Alain de botton is one of the most charming, intelligent writers around today, able to shed new light on topics ranging from architecture to travel to the practical and life-improving uses of philosophy. His latest book, The Pleasures and Sorrows of Work (Pantheon), may be his best. De Botton looks at 10 different industries, including such diverse occupations as engineering, logistics, and cookie-making, and intimately captures what he calls "the beauty and occasional horror of the working world," where much of our lives are spent and where so many hopes and frustrations play out. You won't think about your job the same way after reading it.
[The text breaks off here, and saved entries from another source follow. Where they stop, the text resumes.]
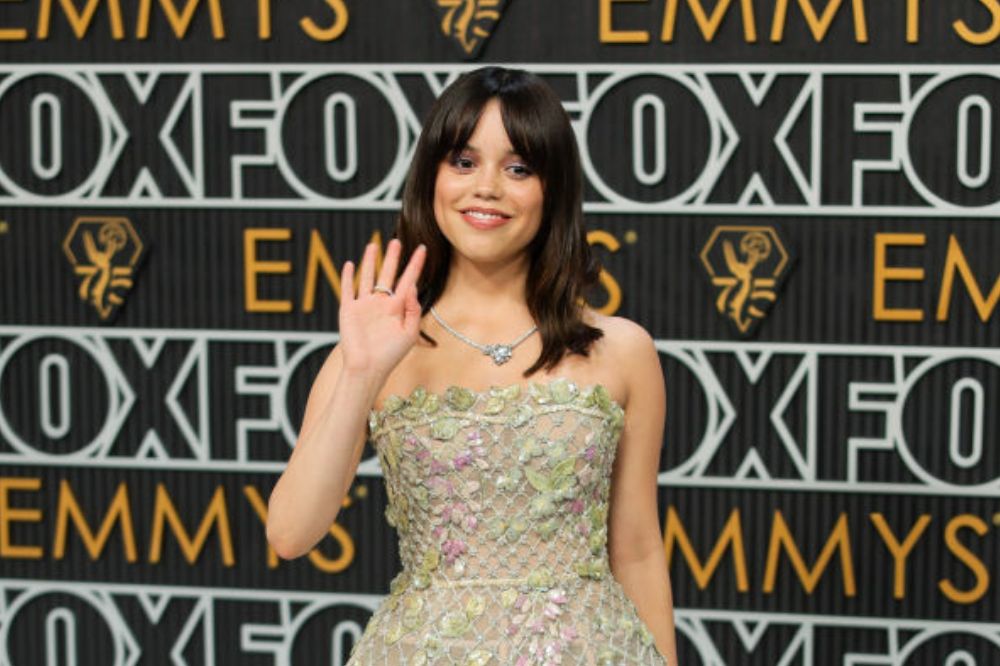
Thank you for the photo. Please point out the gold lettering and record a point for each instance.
(967, 557)
(732, 534)
(709, 26)
(609, 35)
(13, 34)
(119, 510)
(260, 508)
(318, 259)
(819, 25)
(782, 539)
(253, 266)
(335, 30)
(955, 261)
(899, 551)
(607, 280)
(80, 22)
(10, 515)
(179, 23)
(165, 511)
(912, 21)
(986, 36)
(264, 19)
(885, 273)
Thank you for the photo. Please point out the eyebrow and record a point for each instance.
(511, 152)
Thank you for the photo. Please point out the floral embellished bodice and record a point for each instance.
(500, 499)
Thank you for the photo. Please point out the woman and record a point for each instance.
(521, 475)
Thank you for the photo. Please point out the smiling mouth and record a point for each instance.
(485, 215)
(485, 218)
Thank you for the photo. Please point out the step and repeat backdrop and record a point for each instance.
(799, 199)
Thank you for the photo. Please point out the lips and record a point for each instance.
(485, 218)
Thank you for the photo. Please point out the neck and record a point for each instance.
(486, 298)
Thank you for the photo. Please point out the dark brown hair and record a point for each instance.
(561, 265)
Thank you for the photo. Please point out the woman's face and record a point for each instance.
(487, 201)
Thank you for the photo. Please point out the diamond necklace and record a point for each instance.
(499, 353)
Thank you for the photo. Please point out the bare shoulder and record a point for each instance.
(629, 352)
(624, 340)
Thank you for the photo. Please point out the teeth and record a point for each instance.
(483, 216)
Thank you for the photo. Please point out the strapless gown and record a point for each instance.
(500, 500)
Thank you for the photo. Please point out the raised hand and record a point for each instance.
(377, 328)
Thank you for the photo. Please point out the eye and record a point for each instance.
(520, 170)
(462, 161)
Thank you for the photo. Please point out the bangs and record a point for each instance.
(526, 128)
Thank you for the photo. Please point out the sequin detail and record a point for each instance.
(500, 498)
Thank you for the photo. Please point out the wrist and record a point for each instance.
(365, 380)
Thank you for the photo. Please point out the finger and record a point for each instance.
(387, 276)
(409, 277)
(367, 276)
(411, 312)
(347, 282)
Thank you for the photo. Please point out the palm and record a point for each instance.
(377, 329)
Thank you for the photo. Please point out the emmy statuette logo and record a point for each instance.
(104, 252)
(469, 23)
(746, 264)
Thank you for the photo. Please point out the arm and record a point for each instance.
(376, 332)
(309, 493)
(635, 540)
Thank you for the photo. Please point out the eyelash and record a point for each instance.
(519, 170)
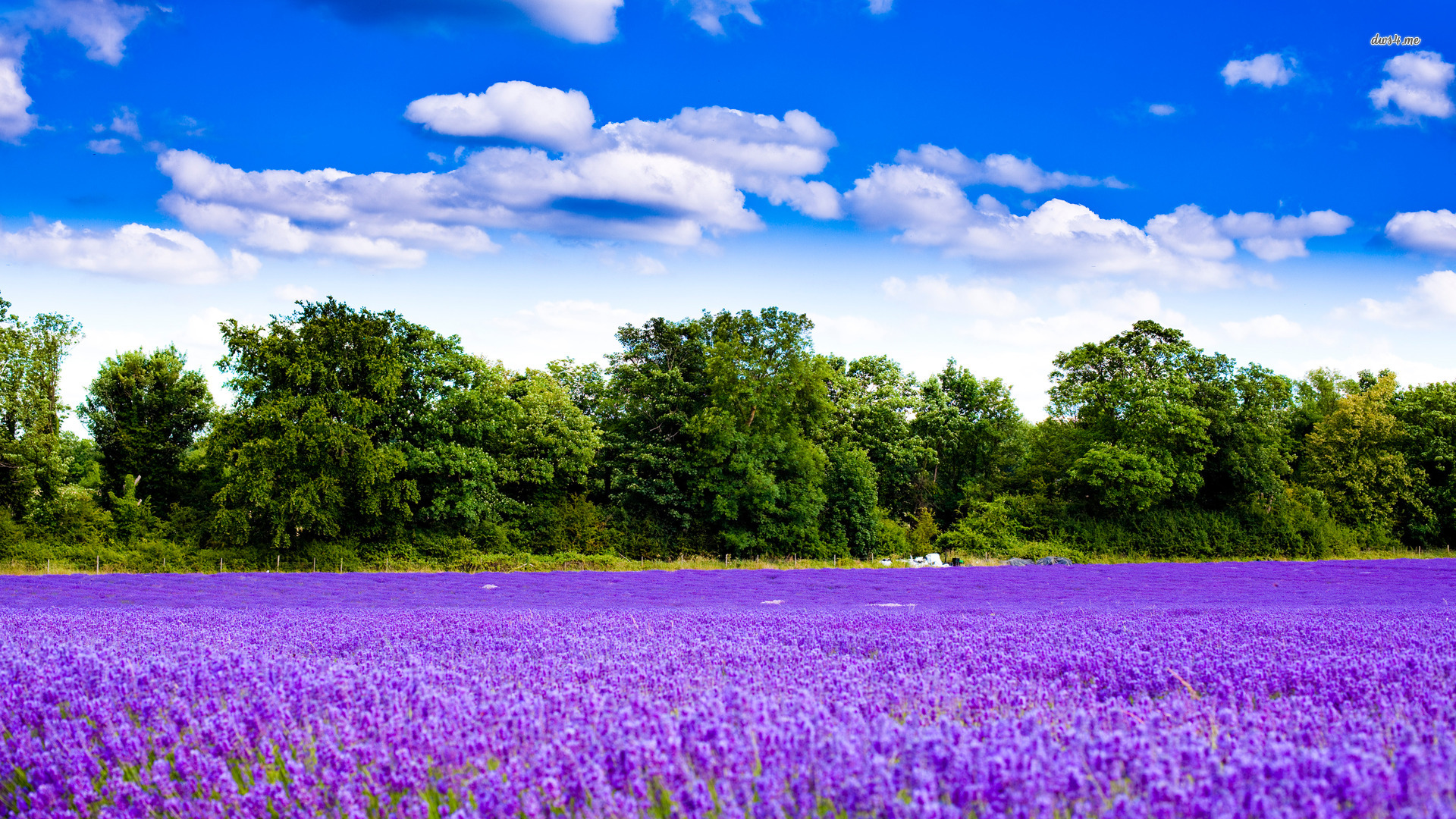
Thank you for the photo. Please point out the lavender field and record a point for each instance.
(1194, 689)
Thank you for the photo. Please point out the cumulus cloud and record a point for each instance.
(131, 251)
(928, 206)
(99, 25)
(558, 120)
(710, 14)
(1267, 71)
(1273, 240)
(1433, 232)
(977, 299)
(554, 330)
(830, 331)
(996, 169)
(294, 292)
(670, 181)
(764, 155)
(1263, 327)
(579, 20)
(1435, 297)
(15, 104)
(1417, 88)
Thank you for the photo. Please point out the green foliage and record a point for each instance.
(145, 413)
(362, 441)
(1147, 400)
(924, 532)
(974, 430)
(364, 426)
(989, 526)
(1429, 445)
(874, 403)
(710, 430)
(851, 521)
(1354, 458)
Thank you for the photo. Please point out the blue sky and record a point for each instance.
(989, 181)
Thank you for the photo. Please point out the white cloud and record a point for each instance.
(1417, 86)
(131, 251)
(1424, 231)
(99, 25)
(708, 14)
(1435, 297)
(934, 210)
(996, 169)
(201, 328)
(830, 331)
(514, 110)
(764, 155)
(938, 293)
(1263, 327)
(1191, 232)
(579, 20)
(925, 202)
(1267, 71)
(558, 330)
(294, 292)
(672, 183)
(1273, 240)
(15, 117)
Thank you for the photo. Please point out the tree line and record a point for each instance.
(360, 435)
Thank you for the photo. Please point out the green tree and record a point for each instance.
(145, 411)
(1147, 400)
(874, 403)
(851, 519)
(976, 431)
(1354, 458)
(712, 426)
(1429, 416)
(1254, 450)
(360, 425)
(33, 464)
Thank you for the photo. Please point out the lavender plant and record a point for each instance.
(1260, 689)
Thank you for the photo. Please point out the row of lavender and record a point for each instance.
(770, 711)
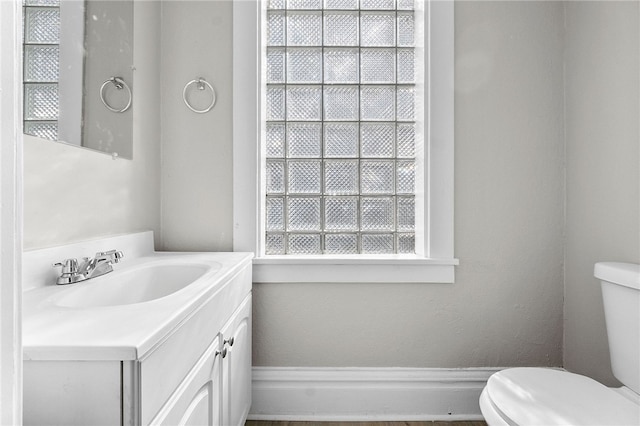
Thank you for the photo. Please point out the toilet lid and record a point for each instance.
(541, 396)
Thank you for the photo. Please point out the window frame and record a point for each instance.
(434, 260)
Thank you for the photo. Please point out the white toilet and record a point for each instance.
(545, 396)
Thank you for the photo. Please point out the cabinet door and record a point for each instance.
(236, 366)
(197, 401)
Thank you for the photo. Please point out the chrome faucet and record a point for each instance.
(90, 268)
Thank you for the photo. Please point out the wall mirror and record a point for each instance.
(78, 73)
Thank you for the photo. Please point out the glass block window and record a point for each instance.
(41, 67)
(340, 127)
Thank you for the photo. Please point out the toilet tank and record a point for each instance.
(621, 297)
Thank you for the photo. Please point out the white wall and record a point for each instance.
(603, 163)
(73, 194)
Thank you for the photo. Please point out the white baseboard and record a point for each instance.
(356, 394)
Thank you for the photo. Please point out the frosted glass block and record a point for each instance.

This year's Newbury Medal winner for best-children's title, Neil Gaiman's The Graveyard Book (HarperCollins), reimagines Kipling's Jungle Book in a dark and sometimes frightening setting. It's a perfect stocking-stuffer for a curious pre-teen (though adults will enjoy it as well). The hero, Nobody Owens, orphaned by the evil "man Jack" as a toddler, winds up adopted by the quarrelsome ghosts of a neighborhood graveyard, who protect him from the killer. As he grows up, navigating between the living world and the dead, Nobody learns about responsibility, family, and bravery. The book abounds with memorable characters and proves, once again, that Gaiman is our greatest fantasist.
Two books by City Journal colleagues illumine our understanding of contemporary economic life. Nicole Gelinas warned about the financial meltdown in our pages long before it happened. Her first book, After the Fall: Saving Capitalism from Wall Streetand Washington (Encounter), provides the most lucid explanation I've yet come across of what caused the crisis and a road map for how to get out of it. Drawing on extensive interviews with the world's leading economic thinkers and policymakers, Guy Sorman's Economics Does Not Lie: A Defense of the Free Market in a Time of Crisis (Encounter) reminds us that, despite our current woes, capitalism works better than any known alternative in generating prosperity.